An elegant yet simple anti-vibration device is under development at BAE System’s Advanced Research Centre in Chelmsford, Essex.
Dubbed SmartSpring, the new mounting system uses a blend of passive spring elements and digitally controlled electromagnetic actuators to isolate harmful vibrations.
The problems generated by vibrating machinery are far-reaching. Noise and vibration can cause damaging fatigue in structures, reduce passenger comfort in all sorts of vehicles, and, in marine vessels, modal vibrations sometimes generate acoustic signatures that can trigger mines.
Traditional solutions are fraught with trade-offs and compromises. For example, to isolate machinery vibration from the base with a conventional passive anti-vibration mounting system (e.g. elastomer rubber blocks) the blocks would ideally be as soft as possible. But, the softer they are, the more the machine can move around, which obviously limits how soft you can make the mounting.
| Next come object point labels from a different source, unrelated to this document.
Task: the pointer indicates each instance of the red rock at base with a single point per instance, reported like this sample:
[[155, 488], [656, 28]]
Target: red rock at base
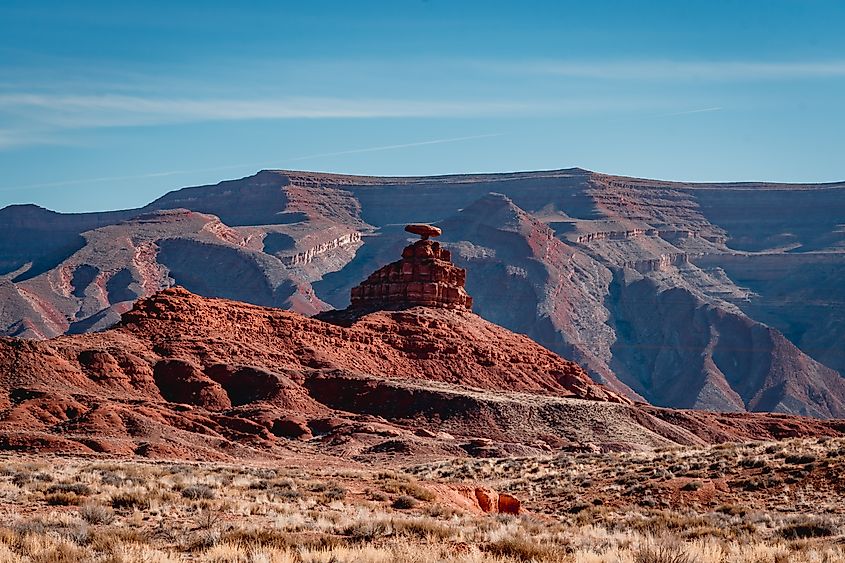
[[424, 276]]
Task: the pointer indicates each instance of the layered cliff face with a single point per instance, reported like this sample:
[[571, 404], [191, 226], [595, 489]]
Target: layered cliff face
[[613, 272]]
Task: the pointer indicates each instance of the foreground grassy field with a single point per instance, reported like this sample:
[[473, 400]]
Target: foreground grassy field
[[765, 502]]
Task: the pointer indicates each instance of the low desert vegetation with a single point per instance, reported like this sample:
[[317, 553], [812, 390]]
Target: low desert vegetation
[[672, 506]]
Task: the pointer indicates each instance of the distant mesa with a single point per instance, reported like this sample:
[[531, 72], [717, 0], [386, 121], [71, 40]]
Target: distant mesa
[[425, 276]]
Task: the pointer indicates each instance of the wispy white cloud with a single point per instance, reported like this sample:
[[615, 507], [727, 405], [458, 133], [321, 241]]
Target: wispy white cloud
[[251, 165], [676, 70], [13, 138]]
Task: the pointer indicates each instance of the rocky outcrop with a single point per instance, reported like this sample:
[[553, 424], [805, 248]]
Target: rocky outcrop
[[425, 276], [543, 255], [184, 376]]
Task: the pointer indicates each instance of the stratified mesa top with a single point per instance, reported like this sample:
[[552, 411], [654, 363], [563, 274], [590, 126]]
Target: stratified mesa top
[[424, 276]]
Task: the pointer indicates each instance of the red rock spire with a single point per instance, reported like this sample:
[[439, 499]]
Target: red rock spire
[[424, 276]]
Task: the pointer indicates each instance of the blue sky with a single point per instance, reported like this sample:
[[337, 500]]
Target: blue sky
[[107, 105]]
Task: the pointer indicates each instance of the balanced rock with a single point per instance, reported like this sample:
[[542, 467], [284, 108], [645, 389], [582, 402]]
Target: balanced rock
[[425, 231], [424, 276]]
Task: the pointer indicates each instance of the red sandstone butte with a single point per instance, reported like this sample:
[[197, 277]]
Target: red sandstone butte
[[424, 276]]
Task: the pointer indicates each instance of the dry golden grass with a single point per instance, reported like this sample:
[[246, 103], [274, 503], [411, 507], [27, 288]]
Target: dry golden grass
[[584, 509]]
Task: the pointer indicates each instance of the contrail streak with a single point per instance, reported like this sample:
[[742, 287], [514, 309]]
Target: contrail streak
[[234, 166]]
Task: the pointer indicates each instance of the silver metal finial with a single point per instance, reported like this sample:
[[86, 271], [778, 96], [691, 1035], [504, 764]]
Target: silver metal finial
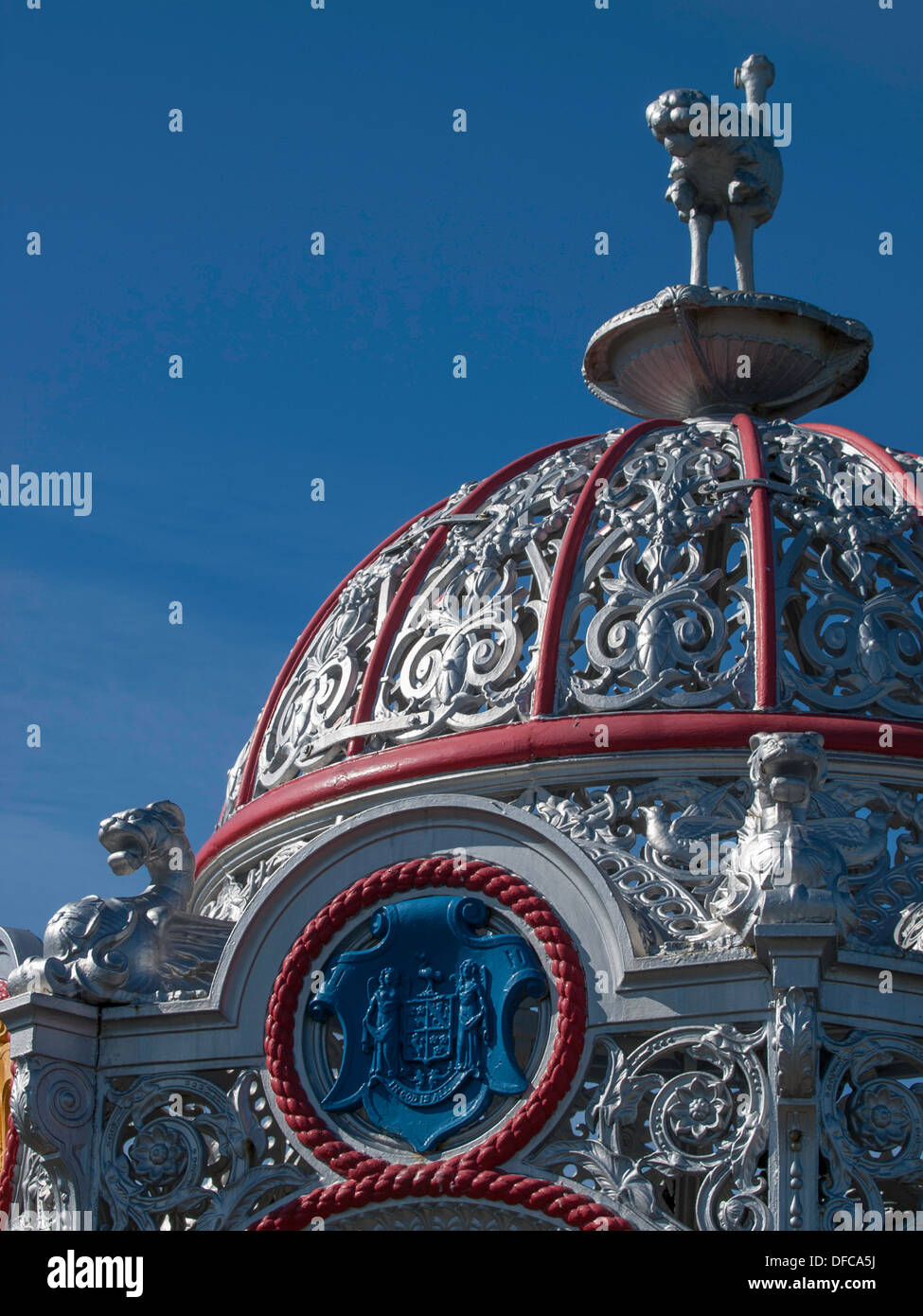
[[726, 164]]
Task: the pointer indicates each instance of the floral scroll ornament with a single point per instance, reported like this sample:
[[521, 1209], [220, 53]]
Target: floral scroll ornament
[[689, 1103]]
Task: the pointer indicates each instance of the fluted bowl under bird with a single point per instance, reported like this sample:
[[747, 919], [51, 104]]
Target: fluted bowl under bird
[[693, 351]]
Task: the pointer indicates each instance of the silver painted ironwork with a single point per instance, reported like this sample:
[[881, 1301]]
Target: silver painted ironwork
[[734, 176], [132, 948]]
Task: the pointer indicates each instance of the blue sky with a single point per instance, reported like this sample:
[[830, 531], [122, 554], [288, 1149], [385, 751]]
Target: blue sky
[[299, 366]]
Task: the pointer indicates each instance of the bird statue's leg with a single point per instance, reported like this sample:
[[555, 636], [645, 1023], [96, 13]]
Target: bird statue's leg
[[741, 226], [700, 232]]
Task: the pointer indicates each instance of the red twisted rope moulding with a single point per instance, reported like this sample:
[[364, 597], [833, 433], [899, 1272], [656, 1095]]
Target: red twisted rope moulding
[[551, 1199], [373, 1180]]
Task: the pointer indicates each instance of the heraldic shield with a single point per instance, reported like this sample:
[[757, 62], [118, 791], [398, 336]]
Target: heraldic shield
[[427, 1018]]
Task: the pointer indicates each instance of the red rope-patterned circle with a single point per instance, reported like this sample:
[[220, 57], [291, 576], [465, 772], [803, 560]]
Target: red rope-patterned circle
[[9, 1157], [573, 1208], [394, 1178]]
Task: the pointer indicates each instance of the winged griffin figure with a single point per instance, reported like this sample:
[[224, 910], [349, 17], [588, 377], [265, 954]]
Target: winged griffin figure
[[117, 949]]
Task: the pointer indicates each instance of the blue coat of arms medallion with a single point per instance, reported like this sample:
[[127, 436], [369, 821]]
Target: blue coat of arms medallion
[[427, 1018]]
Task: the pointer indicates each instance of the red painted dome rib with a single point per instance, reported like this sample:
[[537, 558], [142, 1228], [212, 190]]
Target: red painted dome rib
[[551, 738], [404, 595], [551, 640], [245, 790], [879, 455], [763, 566]]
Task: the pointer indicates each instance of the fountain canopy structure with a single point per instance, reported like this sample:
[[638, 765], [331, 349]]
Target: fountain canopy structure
[[572, 877]]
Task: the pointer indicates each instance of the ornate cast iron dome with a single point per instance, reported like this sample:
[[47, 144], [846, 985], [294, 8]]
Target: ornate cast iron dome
[[573, 873]]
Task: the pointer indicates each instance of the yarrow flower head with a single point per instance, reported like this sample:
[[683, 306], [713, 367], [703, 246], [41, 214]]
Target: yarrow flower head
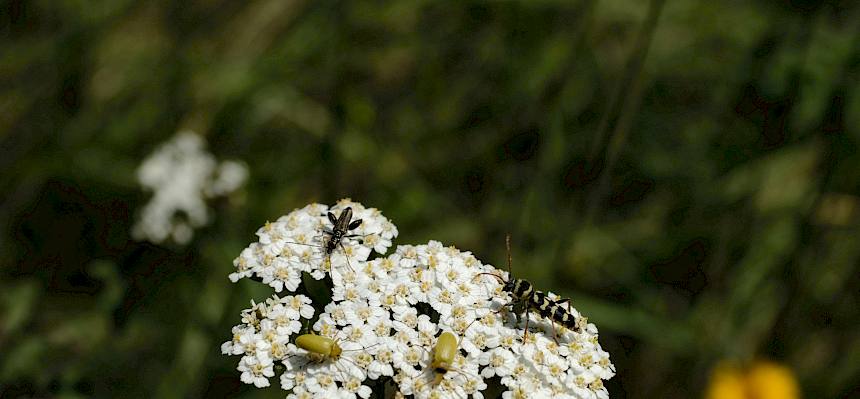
[[182, 175], [429, 318]]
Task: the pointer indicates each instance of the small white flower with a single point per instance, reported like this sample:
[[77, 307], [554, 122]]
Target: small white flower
[[182, 175], [256, 369]]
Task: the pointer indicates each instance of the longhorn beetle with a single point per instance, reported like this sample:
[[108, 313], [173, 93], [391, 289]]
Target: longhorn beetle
[[523, 291]]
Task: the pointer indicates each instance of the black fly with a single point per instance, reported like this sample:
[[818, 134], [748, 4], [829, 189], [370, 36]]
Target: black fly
[[341, 226]]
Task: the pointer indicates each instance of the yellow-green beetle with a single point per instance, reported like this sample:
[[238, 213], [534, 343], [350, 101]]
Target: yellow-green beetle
[[324, 347], [444, 353]]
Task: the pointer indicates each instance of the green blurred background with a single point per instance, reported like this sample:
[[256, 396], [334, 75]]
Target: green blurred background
[[686, 171]]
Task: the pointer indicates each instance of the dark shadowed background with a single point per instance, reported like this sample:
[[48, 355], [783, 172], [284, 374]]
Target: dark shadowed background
[[686, 171]]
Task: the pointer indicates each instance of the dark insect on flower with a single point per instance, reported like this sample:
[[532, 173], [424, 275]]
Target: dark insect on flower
[[341, 225], [523, 291]]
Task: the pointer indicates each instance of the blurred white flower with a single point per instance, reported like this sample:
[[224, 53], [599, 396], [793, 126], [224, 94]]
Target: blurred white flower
[[182, 175]]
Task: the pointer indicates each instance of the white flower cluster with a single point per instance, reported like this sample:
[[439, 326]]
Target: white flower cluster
[[387, 315], [182, 174]]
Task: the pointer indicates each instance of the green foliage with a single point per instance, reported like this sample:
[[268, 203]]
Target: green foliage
[[686, 171]]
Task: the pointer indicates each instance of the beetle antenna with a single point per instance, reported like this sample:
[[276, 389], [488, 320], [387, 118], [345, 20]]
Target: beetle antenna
[[491, 274], [508, 246]]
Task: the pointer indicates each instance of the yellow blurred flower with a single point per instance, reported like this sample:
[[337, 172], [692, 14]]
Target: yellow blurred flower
[[763, 380]]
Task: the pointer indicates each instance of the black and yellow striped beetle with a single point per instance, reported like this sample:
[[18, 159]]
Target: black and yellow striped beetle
[[523, 291]]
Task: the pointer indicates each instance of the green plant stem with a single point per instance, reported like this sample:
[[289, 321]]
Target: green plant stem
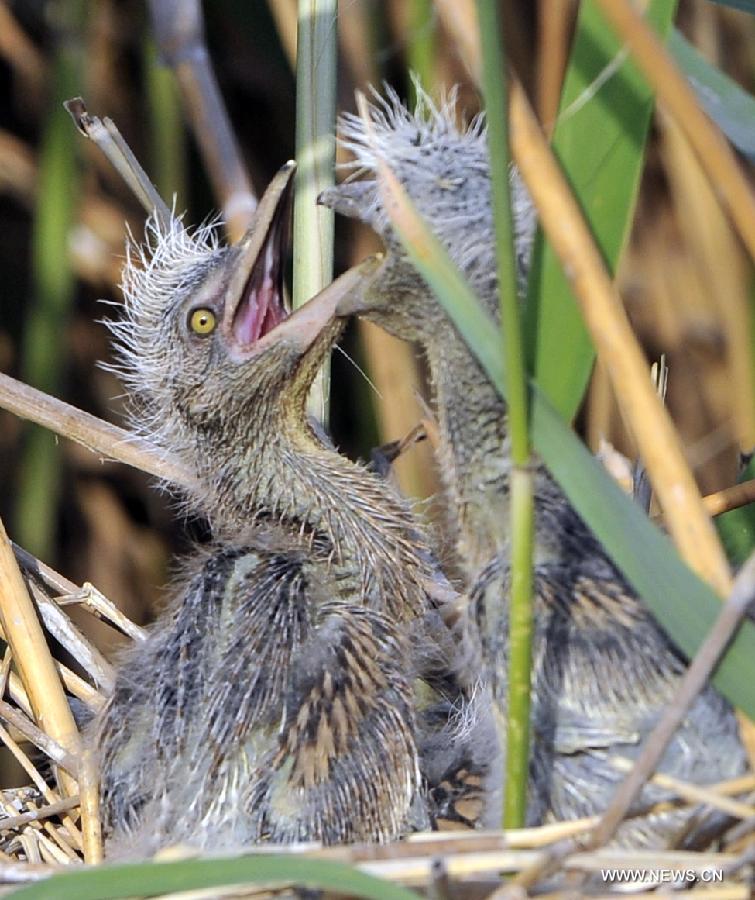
[[117, 882], [684, 605], [421, 32], [316, 55], [53, 290], [599, 139], [495, 90]]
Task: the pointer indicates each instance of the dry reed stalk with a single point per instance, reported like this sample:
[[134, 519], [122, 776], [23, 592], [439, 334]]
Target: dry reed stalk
[[11, 823], [704, 662], [59, 755], [66, 593], [44, 789], [730, 498], [617, 348], [89, 431], [91, 827], [693, 793], [33, 660], [555, 19], [178, 26], [607, 322], [717, 256], [672, 89], [284, 15], [58, 625]]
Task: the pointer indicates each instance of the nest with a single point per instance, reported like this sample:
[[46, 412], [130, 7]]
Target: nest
[[52, 824]]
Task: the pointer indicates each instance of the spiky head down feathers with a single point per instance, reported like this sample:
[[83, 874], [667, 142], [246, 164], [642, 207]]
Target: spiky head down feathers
[[445, 169], [203, 342]]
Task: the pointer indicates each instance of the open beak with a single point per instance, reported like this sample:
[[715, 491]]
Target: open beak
[[255, 298], [255, 314]]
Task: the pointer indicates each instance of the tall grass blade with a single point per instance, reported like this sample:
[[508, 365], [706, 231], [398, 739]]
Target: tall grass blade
[[599, 140], [166, 128], [522, 509], [737, 527], [149, 879], [729, 105], [316, 55], [684, 605]]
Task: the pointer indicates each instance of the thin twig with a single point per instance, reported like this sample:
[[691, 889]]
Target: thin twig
[[11, 823], [47, 792], [730, 498], [39, 738], [105, 134], [715, 155], [692, 683], [33, 660], [68, 636], [606, 319], [95, 434], [179, 31]]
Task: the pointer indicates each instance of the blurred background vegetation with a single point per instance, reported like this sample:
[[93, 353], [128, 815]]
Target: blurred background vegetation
[[63, 217]]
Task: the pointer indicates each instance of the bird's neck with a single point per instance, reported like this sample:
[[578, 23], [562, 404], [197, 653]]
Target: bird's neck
[[473, 453], [286, 478]]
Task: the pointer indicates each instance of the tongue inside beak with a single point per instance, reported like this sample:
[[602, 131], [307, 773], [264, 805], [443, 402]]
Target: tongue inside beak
[[257, 304], [262, 306]]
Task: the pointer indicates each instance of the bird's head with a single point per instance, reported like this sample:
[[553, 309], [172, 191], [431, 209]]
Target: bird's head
[[445, 171], [207, 346]]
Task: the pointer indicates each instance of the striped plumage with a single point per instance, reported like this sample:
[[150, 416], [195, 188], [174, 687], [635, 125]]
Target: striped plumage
[[278, 696], [603, 668]]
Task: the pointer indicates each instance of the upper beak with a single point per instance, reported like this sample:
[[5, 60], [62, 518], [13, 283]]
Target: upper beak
[[303, 326], [271, 222]]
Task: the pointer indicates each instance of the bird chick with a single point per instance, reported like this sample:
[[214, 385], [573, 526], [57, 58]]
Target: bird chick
[[603, 668], [273, 700]]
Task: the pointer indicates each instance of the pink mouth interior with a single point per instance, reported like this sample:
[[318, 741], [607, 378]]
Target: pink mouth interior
[[261, 307]]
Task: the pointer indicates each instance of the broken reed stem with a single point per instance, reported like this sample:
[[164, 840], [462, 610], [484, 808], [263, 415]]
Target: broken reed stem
[[91, 827], [39, 738], [313, 231], [33, 660], [601, 306], [89, 431], [179, 32], [715, 155], [617, 347], [522, 500], [105, 134], [695, 678], [11, 823]]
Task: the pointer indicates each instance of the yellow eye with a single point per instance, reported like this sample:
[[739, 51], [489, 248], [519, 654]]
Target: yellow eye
[[202, 321]]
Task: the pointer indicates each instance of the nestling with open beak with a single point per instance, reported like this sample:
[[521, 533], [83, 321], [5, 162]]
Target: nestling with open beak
[[603, 668], [274, 699]]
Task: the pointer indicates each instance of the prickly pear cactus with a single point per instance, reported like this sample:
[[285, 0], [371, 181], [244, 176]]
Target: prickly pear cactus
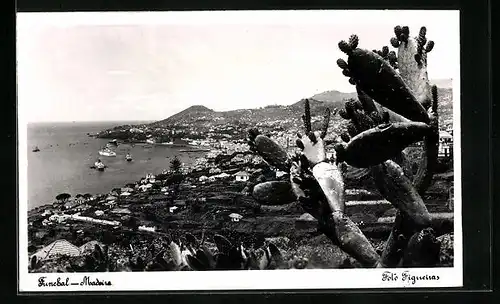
[[412, 61]]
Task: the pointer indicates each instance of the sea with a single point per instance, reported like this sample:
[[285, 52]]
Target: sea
[[67, 153]]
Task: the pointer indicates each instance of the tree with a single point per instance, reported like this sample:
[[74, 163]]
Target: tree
[[175, 165]]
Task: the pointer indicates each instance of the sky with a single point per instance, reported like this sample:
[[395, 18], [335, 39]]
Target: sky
[[150, 65]]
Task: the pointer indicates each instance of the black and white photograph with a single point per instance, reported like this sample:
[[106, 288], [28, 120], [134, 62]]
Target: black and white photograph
[[234, 150]]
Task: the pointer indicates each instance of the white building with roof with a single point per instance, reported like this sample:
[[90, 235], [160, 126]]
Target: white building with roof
[[242, 176], [235, 217], [56, 249]]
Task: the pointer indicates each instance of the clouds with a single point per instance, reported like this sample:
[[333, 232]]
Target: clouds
[[149, 70]]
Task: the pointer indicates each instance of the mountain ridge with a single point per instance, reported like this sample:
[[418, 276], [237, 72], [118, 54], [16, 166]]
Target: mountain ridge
[[201, 115]]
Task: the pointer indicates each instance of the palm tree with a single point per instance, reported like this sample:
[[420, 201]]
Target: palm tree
[[175, 164]]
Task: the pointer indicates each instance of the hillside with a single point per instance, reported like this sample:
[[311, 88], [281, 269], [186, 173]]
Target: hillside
[[201, 116]]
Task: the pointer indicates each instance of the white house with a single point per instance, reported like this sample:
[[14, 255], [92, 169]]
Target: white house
[[280, 173], [172, 209], [145, 228], [235, 217], [242, 176]]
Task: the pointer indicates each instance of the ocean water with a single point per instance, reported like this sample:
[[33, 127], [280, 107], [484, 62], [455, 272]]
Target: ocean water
[[67, 152]]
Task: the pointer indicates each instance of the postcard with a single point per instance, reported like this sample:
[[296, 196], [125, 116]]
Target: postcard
[[239, 150]]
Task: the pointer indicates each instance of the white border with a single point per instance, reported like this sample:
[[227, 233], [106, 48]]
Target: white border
[[233, 280]]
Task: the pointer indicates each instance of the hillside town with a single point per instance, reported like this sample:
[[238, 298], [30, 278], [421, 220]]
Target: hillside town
[[212, 195]]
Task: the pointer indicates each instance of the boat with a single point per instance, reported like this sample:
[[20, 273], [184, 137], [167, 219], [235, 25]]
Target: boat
[[194, 150], [107, 152], [99, 166]]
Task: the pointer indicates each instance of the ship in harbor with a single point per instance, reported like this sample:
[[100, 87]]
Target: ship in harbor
[[107, 152]]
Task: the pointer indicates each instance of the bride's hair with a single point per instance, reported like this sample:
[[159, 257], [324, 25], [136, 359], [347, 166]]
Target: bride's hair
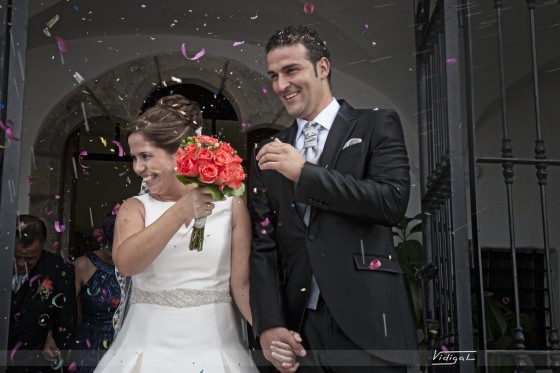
[[167, 123]]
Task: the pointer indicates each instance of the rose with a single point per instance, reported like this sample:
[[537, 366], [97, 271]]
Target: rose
[[226, 147], [204, 156], [222, 158], [190, 150], [47, 284], [208, 140], [223, 177], [208, 173], [187, 167]]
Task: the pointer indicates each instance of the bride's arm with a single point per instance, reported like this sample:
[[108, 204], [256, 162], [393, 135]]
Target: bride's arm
[[136, 246], [240, 252]]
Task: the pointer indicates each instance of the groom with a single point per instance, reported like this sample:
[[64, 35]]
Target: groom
[[324, 195]]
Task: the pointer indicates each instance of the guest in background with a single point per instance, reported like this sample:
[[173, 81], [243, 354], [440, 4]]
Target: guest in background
[[43, 309], [98, 295]]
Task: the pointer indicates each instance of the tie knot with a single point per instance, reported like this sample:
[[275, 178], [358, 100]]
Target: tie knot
[[311, 134]]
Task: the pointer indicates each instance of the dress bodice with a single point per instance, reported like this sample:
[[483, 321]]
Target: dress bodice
[[177, 266]]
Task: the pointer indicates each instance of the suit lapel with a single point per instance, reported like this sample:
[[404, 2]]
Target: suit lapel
[[341, 129], [287, 186]]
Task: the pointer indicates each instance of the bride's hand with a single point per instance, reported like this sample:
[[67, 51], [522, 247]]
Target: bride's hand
[[284, 353]]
There are also a number of active systems around, but, says SmartSpring project leader Martin Whittemore, as well as being prohibitively expensive, many of these have significant technical limitations.
With no existing scalable solution that could be applied right across the board – from the engine room of a Destroyer to the factory floor – Whittemore believes that SmartSpring could be the solution the world’s been waiting for.
The culmination of over a decade of studied, evolutionary collaboration, the concepts behind SmartSpring are relatively simple explains Whittemore. ‘We’ve moved away from the compromise you have to make with the passive system and now use a composite smart spring mount – a passive spring in parallel with an electromagnet, or a series of electromagnets.’
This combination generates a supporting force that is independent of the load displacement to create a zero-stiffness composite mount. The zero-stiffness concept is based on the approach of using a series of force and accelerometer sensors to calculate and support an object from its centre of gravity. In doing this, there are no forces transmitted through the mount due to any excited resonance from the supported object.
The power requirements for the system are, says Whittemore, quite modest, and one of the big advantages is that – barring the amplifier, which drives the magnet and the control algorithms – the device is made from off the shelf components (COTS). This, he adds, makes the system easier to retrofit – a requirement that has defined the project from the beginning.
Another key benefit of the mountings is that their performance doesn’t deteriorate with age. Because they’re software controlled, the software can effectively be continuously upgraded to compensate for changes in the materials.
Whittemore says that the SmartSpring will make its first appearance in a marine application where the acoustic signature requirement is a pressing issue. Discussions are underway, certain people are said to ‘very interested’ and a planned application is a couple of years away.
Once this has been achieved, Whittemore is confident that the technology will fulfil its wider potential.